Harbouring a Criminal

Several companies have used rootkits for allegedly bona fide purposes. The most notable was when a certain well-known electronics and media company, a personyfication (sic) of reliability some might say, used a third-party driver as part of their Digital Rights Management (DRM) software.

The premise was, and to many still is, that rootkits are not malicious in themselves and can be used quite legally to hide certain files, ports, registry entries, etc. However such points of view are rather naive and leave the door open for abuse.

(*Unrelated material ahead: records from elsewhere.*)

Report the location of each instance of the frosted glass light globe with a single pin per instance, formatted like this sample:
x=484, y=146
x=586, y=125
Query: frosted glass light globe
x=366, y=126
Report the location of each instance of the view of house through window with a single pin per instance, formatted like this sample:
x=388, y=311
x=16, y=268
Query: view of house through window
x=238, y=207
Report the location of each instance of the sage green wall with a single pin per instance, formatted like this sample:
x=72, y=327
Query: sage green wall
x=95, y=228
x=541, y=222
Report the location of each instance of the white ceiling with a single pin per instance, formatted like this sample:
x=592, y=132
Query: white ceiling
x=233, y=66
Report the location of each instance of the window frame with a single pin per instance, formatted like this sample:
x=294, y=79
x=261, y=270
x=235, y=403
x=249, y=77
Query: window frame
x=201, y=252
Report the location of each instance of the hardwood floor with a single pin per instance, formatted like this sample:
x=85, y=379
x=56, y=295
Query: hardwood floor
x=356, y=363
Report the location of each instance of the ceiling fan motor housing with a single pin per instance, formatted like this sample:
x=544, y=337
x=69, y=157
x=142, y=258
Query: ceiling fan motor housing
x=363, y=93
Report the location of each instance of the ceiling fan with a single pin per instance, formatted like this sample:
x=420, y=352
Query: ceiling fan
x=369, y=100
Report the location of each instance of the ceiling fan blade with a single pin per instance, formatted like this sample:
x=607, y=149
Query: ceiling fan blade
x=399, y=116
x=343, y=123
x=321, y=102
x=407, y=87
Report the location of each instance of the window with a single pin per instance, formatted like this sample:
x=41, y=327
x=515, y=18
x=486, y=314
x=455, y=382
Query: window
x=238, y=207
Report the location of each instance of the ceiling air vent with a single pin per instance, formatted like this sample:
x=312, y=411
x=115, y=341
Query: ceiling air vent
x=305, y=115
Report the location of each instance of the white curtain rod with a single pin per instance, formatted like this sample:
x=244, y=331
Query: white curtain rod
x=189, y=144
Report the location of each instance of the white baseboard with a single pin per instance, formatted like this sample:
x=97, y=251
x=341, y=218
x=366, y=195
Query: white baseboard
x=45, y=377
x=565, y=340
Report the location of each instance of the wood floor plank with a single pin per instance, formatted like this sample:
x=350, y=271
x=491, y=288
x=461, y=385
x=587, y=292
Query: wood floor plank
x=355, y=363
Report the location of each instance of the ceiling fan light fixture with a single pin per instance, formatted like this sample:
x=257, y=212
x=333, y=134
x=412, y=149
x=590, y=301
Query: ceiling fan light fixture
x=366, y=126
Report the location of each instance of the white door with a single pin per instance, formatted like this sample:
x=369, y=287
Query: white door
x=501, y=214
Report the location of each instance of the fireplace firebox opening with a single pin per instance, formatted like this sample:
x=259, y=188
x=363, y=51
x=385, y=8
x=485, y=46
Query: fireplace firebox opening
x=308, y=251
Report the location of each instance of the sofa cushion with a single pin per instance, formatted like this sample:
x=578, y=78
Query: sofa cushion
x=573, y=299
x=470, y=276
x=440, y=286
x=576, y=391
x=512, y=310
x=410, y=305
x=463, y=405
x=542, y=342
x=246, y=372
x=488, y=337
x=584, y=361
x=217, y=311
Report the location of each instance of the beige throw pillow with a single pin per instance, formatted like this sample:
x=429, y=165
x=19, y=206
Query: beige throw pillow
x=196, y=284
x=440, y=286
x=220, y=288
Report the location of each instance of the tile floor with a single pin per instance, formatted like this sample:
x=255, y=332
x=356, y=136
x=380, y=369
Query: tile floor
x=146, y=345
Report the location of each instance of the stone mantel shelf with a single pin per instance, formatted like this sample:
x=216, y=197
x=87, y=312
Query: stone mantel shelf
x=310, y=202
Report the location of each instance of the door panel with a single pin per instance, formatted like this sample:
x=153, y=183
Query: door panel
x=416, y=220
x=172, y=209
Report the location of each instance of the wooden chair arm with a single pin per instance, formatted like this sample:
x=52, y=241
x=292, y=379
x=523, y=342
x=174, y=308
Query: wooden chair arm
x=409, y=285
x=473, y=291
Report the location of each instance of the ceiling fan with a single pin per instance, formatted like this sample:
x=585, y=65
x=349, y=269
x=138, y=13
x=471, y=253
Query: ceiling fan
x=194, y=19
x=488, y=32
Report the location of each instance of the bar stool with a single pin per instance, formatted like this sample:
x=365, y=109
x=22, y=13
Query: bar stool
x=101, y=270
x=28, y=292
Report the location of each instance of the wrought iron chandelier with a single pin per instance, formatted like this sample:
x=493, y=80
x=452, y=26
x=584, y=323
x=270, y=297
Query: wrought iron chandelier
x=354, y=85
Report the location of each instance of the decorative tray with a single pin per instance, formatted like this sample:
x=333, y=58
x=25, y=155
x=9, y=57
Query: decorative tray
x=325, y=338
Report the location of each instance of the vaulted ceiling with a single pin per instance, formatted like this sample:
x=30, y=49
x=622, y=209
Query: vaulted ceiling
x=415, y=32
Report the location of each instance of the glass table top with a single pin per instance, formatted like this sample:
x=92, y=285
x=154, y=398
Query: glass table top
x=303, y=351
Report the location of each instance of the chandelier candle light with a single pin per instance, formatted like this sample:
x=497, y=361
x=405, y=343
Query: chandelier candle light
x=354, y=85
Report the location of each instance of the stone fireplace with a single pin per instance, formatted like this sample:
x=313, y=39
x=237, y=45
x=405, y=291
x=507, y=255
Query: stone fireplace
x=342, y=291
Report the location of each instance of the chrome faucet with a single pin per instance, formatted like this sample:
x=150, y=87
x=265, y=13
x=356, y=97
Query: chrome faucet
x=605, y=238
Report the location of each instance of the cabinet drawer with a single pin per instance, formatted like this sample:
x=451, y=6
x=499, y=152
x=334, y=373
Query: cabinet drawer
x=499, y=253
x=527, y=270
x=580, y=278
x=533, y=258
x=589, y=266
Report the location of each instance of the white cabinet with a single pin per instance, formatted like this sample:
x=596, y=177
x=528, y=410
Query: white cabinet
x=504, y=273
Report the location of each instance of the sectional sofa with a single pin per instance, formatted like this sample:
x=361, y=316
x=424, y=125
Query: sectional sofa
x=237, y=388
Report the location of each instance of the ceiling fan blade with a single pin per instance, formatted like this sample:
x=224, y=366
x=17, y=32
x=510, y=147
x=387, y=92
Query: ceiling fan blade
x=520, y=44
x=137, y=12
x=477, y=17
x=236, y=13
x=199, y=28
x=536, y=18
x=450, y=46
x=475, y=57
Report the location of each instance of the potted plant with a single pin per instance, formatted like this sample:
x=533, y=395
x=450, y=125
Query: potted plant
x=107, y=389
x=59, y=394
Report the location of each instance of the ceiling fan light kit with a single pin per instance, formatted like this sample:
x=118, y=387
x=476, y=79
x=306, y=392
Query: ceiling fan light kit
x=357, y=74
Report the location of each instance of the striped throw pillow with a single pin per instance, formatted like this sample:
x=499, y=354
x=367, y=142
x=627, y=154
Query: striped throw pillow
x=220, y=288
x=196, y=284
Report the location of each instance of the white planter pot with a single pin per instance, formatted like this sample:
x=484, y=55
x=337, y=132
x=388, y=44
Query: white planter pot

Let us briefly investigate the DRM fiasco from some time ago as a case study. A media company does not want the contents of its music CDs to be … er … “ripped off” so installs a device driver (ie the rootkit itself) onto the computer. This rootkit stealths (ie hides) another file which monitors how the CD is accessed and prevents unauthorised copying. However the rootkit stealths any file with a filename of the form, say, “*iamclean*”, where the asterisks are wildcards. This means that any malicious file can simply ensure that it contains “iamclean” in its filename to go about its nefarious business in a manner potentially invisible to standard Anti-Virus software. Evidently this is not a good scenario.

Given the unintended but injurious side-effects of “legitimate” rootkits SophosLabs is compelled to detect them. There is no such thing as a “legitimate” rootkit. There are better ways to protect media from piracy than resorting to the use of highly dubious pieces of software which leave the computer vulnerable to attack.